You can grab the original photos from the Lumia 950 and Galaxy S20, for your own analysis.

To look at the images in more detail here, here are fairly central 1:1 crops, from the Lumia 950 (top) and then Galaxy S20 (bottom), just wait to make sure the page has fully loaded and then use your mouse or trackpad pointer to compare the images:

Lumia 950 1:1 crop Galaxy S20 1:1 crop

Other than the ugly greenery at the pixel level, the S20 edges this one. Remember when the 950 was the king of the night? We now have most flagship main cameras coming with larger sensors, larger apertures, the same OIS and much more processor power. There's sharpening here, but it's in balance with trying to pull detail out of such low light.

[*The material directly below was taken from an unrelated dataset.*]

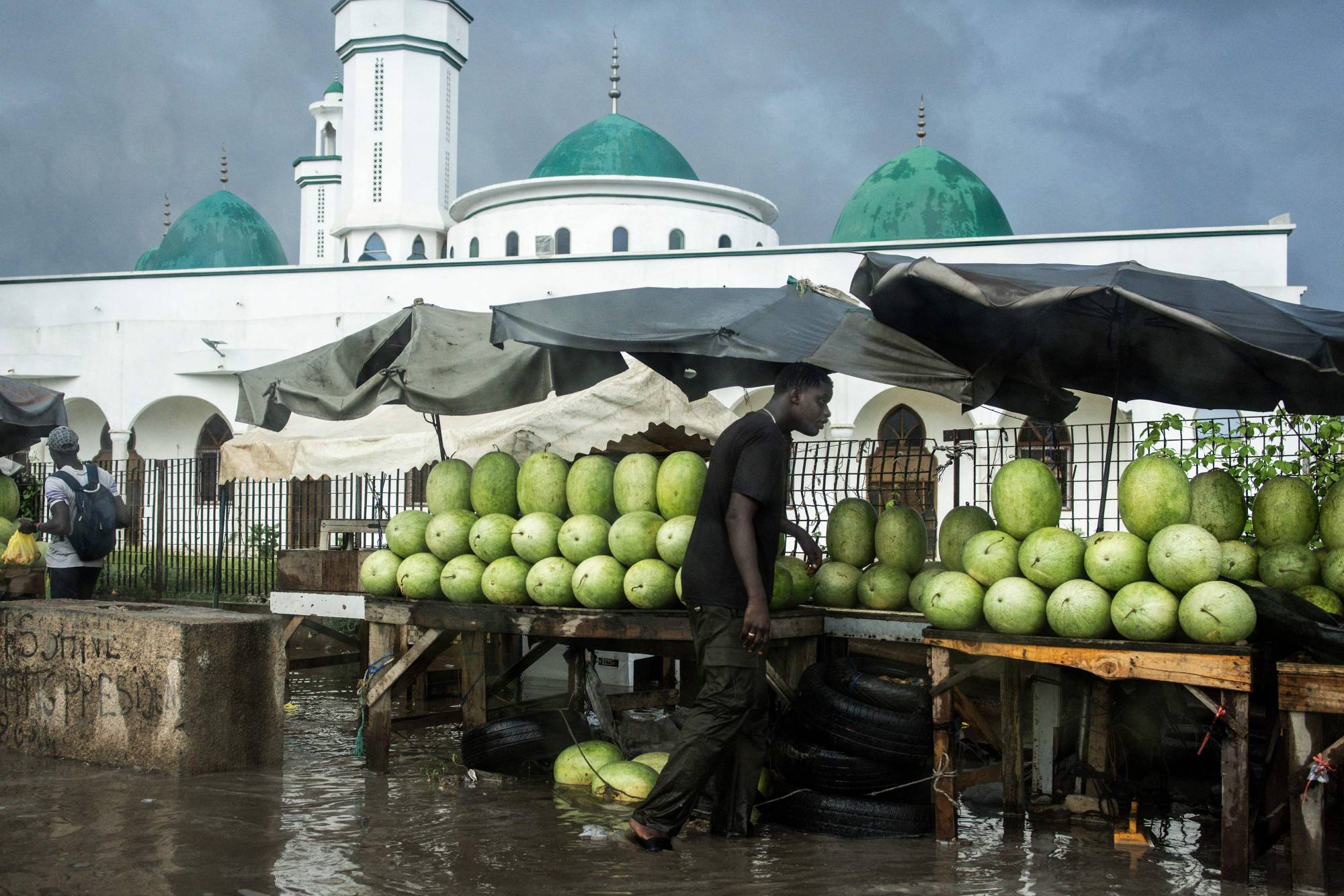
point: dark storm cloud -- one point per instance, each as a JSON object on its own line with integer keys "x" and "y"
{"x": 1080, "y": 116}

Microsoft Lumia 950: 8 pts; Samsung Galaxy S20: 9 pts

Verdict

For the record, the scores add up as:

  1. Lumia 950 (late 2015): 77 pts 
  2. Samsung Galaxy S20 (2020): 75 pts

So a narrow victory for the ageing Lumia, much to my surprise. I'm sure I'll get my fair share of hate mail, as usual, but in fairness, phones like the iPhone 11 Pro and Pixel 4 have rightly dominated the Lumia 950 in the last year - and it's a shock to see a 2020 flagship struggle to do the same. Now, the S20 focusses much faster and thus will probably get better shots of pets and small kids, I'm sure. But they'll still end up at the wrong end of Samsung's sharpening stick, I reckon.

As ever, Samsung can fix the sharpening in updates if they have the will. I've spotted dialling up in past updates for my Galaxy S9+, so perhaps there's yet hope?